Em primeira análise a difusão de tais mantimentos cresce no país por seu baixo custo e praticidade,no entanto,os riscos para a saúde também se elevam.Acerca disso,no ano de 2019,o pesquisador Kevin Hall,conduziu estudos que comprovam a relação de tais comidas prontas para consumo com aumento no nível de obesidade e sensação de insaciedade.Sob essa perspectiva,é notório que a substituição constante de refeições caseiras por manufaturadas é um habito o qual, ao longo prazo, pode ser patológico para corpo do cidadão brasileiro. Logo, a praticidade gera graves consequências.

Vale ressaltar se a passividade da população diante das imposições midiáticas. Isso acontece porque, de acordo com a Escola de Frankfurt, os meios de comunicação utilizam das artes para controlar o agir e o pensar das pessoas.
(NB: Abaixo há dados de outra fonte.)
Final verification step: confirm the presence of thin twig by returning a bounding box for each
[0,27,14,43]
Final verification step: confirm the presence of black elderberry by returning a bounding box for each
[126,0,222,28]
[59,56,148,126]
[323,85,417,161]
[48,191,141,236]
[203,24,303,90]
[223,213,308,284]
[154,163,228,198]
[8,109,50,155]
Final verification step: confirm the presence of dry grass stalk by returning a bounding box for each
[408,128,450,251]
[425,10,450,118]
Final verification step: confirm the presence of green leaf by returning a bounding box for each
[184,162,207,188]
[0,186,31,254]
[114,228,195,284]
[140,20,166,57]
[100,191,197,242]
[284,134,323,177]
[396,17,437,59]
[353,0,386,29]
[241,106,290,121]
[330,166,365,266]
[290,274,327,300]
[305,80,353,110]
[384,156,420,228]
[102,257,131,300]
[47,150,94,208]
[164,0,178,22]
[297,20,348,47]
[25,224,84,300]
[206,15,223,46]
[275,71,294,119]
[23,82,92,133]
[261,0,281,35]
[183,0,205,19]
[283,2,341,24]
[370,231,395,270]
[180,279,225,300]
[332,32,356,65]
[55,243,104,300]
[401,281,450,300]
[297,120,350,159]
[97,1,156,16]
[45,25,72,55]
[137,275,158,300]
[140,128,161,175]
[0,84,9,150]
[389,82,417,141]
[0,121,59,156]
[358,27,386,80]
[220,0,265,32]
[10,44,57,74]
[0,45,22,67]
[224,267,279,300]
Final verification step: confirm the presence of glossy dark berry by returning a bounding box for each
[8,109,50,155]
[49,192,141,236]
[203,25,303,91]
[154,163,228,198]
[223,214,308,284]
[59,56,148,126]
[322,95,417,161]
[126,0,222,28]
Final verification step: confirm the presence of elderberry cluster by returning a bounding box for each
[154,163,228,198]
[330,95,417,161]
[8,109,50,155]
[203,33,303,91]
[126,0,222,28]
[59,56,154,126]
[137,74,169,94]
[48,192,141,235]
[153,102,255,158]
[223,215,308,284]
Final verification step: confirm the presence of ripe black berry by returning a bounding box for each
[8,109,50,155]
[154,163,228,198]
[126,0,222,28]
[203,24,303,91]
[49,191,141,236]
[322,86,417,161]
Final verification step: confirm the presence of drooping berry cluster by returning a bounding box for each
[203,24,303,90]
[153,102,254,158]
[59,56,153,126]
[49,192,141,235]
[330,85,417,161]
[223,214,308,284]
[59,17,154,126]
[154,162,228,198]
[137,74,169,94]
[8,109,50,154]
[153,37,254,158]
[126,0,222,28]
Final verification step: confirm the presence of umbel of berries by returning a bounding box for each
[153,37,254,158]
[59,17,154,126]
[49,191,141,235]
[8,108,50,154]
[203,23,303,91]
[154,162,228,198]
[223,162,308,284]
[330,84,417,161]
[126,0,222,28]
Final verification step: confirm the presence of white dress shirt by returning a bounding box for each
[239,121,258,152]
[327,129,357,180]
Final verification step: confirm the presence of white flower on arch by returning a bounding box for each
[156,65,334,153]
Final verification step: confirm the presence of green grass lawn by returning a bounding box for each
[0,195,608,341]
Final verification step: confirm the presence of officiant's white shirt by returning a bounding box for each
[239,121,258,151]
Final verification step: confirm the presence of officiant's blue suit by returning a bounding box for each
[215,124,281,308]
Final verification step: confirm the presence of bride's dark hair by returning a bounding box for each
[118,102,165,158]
Sob esse viés, evidencia-se tal controle, por meio das propagandas realizadas pelas grandes redes de “fast food”, na qual mostra as pessoas sorridentes e animadas consumidos alimentos com alto teor calórico. Desse modo, fica claro, como, a passividade, faz o consumo desses produtos aumentar, uma vez que, essa prática é sinônimo de felicidade.

Assim, as medidas exequíveis são necessárias para conter essa problemática. Logo, compete ao Ministério da Saúde, principal órgão que rege os investimentos nesse setor, promover propagandas, por meio da televisão, rádio e das redes sociais, acerca dos perigos de consumir excessivamente produtos industrializados, a fim de incentivar mudanças no padrão alimentar brasileiro.